エチオピアのダム建設、米国が仲介し関係3カ国閣僚が協議
(エチオピア、スーダン、エジプト、米国)
アディスアベバ発
2019年11月15日
エチオピア北西部のグランドルネッサンスダム建設をめぐり、米国が仲介するかたちで、エチオピアとエジプト、スーダンの関係3カ国外相などが米国ワシントンで協議した。トランプ大統領もツイッターでこの問題に触れるなど、関与を明らかにしている。協議を終えた11月6日には3カ国閣僚の共同声明が発表され、ダムの貯水と運用方法の合意に向けて引き続き関与していくことを確認した。
共同声明では、2020年1月15日を期限として合意を目指すとした。今後、水問題担当相を筆頭に4回の技術委員会を開催し、米国と世界銀行もオブザーバーとして参加する。また、関係者はワシントンで12月9日と2020年1月13日に話し合いを持つことも明らかになっている。
ナイル川上流に建設中のこのダムをめぐっては、これまでも関係国の首脳間で信頼醸成に努めてきた(2018年6月15日記事参照)。有識者は水量などは科学的に解決可能な問題との見方で一致するが、ナイル川の水源を死活的利益とみなすエジプトと、水源を流域全体の発展に利用したいとしながらもダム建設と放水量は主権の問題とするエチオピアでは、国民感情にも配慮した対応が迫られることから、政治的な問題ととらえられる傾向にある。
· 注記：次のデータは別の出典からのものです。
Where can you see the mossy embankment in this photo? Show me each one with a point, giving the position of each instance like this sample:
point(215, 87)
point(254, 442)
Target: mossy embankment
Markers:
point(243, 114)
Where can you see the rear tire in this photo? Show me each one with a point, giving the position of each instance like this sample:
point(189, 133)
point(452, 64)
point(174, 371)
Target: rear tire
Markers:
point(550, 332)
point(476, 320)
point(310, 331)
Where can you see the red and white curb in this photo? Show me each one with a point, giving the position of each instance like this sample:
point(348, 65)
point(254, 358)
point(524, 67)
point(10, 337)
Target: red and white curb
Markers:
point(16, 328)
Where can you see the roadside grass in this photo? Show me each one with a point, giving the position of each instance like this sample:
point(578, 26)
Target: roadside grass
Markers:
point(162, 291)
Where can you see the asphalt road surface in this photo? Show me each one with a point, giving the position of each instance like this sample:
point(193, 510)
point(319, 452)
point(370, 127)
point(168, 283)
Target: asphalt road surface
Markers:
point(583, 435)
エジプトとエチオピアは9月の第74回国連総会でもダム問題に触れ、エジプトのエルシーシ大統領が演説で「国際社会の仲介」を求めたのに対し、エチオピアのサヘレウォルク大統領は「ダムを協力の象徴とすべき」と応じている。10月下旬のロシア・アフリカサミットでもアビィ・アハメド首相がエルシーシ大統領と会期中に別途、話し合いの場を持った。ダム問題は常に2国間関係の主要な課題の1つになっている。